La Commission avait déjà mandaté le cabinet EY durant l’été pour étudier cette piste. En ligne de mire : permettre la production de petits véhicules zéro émission fabriqués en Europe à coût réduit et qui se profilerait comme une réponse directe à l’offensive des marques chinoises, comme Leapmotor qui vend en Europe des modèles subventionnés à bas prix et produits en dehors de l’Union. L’initiative s’inscrirait donc dans le processus de réindustrialisation tant espéré du vieux continent. Mais cela est-il réaliste pour autant ? Car il ne faudrait pas non plus que les constructeurs européens proposent des microvoitures de seconde zone alors que, pour le même prix, les Chinois aligneraient des berlines électriques full équipées...
Des règles plus souples pour abaisser les coûts
Nos kei cars auraient même déjà un prix : 15.000 euros. Pour atteindre ce tarif, les experts du Gerpisa ont proposé deux scénarios réglementaires. Il y aurait une première catégorie de véhicules « M0 », interdits sur autoroutes et avec puissance limitée à 54 ch et dotés d’une sécurité active restreinte. À côté, la catégorie « M1 ASEV » (pour Affordable Small Electric Vehicle), serait plus proche des voitures M1 actuelles (les voitures particulières donc et pas les quadricycles), mais avec des puissances et équipements allégés. Elles pourraient, elles, emprunter les autoroutes. On sait d’expérience que l’accès aux voies rapides et un minimum de confort restent essentiels pour nombre d’automobilistes.
Les deux variantes envisagent un gabarit réduit de 3,80 m maximum et un poids limité à une tonne, batteries incluses.
Entre intérêt et prudence
Du côté des constructeurs, seuls Renault et Stellantis se profilent pour l’instant comme de véritablement moteurs. Chez Renault, l’héritage de Dacia et le projet Mobilize offrent des leviers d’action. Stellantis, avec Citroën ou Fiat, dispose de marques historiques sur le segment des petites voitures, mais aussi l’expérience de la Citroën AMI et consorts. Pour ces industriels, les E-cars pourraient constituer une alternative européenne crédible à la Dacia Spring ou à la Leapmotor T03.
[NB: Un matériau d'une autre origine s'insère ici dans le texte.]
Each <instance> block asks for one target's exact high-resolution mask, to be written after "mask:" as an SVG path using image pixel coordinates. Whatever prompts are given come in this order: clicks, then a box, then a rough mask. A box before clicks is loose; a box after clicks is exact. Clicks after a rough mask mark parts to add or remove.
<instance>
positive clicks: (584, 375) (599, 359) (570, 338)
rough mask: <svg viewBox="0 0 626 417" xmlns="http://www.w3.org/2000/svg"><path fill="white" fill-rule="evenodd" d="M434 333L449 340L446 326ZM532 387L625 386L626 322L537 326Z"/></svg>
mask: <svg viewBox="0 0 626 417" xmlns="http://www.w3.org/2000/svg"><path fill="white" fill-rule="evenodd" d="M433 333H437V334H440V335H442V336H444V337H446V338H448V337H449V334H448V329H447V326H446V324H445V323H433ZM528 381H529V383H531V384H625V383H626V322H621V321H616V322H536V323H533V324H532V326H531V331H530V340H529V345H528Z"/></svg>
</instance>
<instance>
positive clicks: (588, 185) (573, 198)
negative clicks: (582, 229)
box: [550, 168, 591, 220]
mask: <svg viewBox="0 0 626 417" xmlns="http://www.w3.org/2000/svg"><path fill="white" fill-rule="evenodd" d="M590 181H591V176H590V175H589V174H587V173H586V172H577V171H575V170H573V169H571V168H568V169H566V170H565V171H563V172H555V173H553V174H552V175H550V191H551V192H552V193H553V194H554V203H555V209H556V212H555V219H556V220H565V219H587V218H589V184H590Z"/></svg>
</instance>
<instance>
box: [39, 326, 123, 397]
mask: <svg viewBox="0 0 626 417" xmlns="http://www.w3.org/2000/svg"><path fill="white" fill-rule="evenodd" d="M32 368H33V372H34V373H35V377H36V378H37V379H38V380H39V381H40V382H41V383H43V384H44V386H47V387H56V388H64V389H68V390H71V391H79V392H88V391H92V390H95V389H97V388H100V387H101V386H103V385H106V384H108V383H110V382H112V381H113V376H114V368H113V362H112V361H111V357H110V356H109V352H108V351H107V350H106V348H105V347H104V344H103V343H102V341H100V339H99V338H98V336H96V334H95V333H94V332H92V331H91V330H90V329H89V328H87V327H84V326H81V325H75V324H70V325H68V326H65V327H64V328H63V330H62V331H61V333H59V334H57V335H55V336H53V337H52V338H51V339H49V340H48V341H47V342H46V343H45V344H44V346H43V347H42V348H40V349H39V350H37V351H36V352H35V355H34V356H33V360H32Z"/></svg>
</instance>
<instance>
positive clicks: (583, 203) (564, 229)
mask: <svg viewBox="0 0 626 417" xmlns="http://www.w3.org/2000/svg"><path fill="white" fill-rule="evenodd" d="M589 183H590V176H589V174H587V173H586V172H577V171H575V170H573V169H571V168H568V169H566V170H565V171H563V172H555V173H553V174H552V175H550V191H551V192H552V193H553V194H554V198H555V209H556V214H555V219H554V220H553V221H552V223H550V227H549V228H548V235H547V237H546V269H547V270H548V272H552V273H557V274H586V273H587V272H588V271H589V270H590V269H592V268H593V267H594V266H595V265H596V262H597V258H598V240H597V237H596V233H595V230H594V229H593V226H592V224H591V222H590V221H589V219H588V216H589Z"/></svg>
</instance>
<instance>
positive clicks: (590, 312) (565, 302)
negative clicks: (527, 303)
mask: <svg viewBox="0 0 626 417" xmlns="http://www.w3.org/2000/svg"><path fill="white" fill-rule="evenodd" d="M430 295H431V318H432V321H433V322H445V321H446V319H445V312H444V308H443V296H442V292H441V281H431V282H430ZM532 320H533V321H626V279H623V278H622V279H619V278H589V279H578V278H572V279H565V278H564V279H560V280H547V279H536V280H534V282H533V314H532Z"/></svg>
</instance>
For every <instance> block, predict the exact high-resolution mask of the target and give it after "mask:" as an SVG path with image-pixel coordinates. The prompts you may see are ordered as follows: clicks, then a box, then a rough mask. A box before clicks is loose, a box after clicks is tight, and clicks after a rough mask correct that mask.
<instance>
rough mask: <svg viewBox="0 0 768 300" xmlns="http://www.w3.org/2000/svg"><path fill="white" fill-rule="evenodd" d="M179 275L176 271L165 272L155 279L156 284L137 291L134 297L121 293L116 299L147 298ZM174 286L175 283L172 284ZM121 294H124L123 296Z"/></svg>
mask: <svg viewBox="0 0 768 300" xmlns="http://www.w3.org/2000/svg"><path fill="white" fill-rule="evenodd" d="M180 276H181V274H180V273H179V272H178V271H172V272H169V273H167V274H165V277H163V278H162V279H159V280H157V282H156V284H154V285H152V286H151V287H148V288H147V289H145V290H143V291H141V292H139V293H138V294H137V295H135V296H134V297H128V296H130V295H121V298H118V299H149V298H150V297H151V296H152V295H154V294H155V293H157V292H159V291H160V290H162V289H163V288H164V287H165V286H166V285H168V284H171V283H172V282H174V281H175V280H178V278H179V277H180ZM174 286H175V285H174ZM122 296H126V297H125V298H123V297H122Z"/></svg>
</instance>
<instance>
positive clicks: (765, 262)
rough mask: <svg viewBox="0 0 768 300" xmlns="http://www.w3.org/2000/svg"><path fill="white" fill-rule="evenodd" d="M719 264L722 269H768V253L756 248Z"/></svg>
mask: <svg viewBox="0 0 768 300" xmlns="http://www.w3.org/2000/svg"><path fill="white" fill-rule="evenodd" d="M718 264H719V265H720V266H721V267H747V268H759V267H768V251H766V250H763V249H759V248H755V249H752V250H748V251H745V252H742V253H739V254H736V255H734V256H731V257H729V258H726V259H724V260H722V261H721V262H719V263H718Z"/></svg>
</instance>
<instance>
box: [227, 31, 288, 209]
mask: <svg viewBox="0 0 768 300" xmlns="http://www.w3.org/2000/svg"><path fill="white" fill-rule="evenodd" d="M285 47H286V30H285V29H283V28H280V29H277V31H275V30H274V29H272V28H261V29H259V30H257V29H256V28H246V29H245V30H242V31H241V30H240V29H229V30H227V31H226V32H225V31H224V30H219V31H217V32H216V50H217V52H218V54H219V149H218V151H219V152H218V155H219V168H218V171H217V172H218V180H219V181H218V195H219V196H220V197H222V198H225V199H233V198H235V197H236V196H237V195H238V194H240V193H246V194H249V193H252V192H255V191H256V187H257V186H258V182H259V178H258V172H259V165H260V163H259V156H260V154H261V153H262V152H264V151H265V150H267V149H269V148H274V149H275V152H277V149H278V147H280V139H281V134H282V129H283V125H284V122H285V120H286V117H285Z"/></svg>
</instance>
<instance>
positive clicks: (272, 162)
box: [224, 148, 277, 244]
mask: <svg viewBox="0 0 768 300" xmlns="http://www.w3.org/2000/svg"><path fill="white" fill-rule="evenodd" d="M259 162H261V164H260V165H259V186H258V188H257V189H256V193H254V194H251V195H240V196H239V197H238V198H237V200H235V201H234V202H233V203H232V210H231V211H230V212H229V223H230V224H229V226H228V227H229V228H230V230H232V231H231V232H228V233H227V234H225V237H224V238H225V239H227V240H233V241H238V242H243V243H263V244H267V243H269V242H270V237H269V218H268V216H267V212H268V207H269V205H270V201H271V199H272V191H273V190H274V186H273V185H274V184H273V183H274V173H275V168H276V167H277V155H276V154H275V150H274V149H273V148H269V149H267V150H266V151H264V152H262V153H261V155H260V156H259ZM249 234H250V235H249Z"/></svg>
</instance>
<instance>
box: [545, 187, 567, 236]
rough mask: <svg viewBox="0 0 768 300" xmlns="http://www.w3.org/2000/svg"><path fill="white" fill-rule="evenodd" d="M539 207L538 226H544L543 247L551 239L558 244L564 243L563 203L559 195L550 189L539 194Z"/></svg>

Chez les autres constructeurs en revanche moins versés dans les petites voitures, la prudence domine. Volkswagen reste à l’écoute, mais semble peu enthousiaste tandis que BMW et Mercedes, focalisés sur le premium, manifestent peu d’intérêt. Cette situation reflète le clivage croissant entre constructeurs généralistes en quête de volumes et les marques haut de gamme tournées vers la rentabilité à l’unité.
Une course contre la montre
Reste à savoir si cette volonté politique et industrielle pourra se traduire en projets concrets à court terme. Les obstacles réglementaires sont nombreux, en particulier la difficulté d’imposer un retour à des normes plus anciennes jugées moins sûres à l’heure où l’objectif d’ici 25 ans est d’arriver à zéro mort sur les routes d’Europe. Ce type d’évolution pourrait aussi se heurter à des contestations juridiques au sein même de l’Union. L’équation est difficile, mais elle est peut-être la dernière chance de relancer un segment essentiel pour une mobilité de base.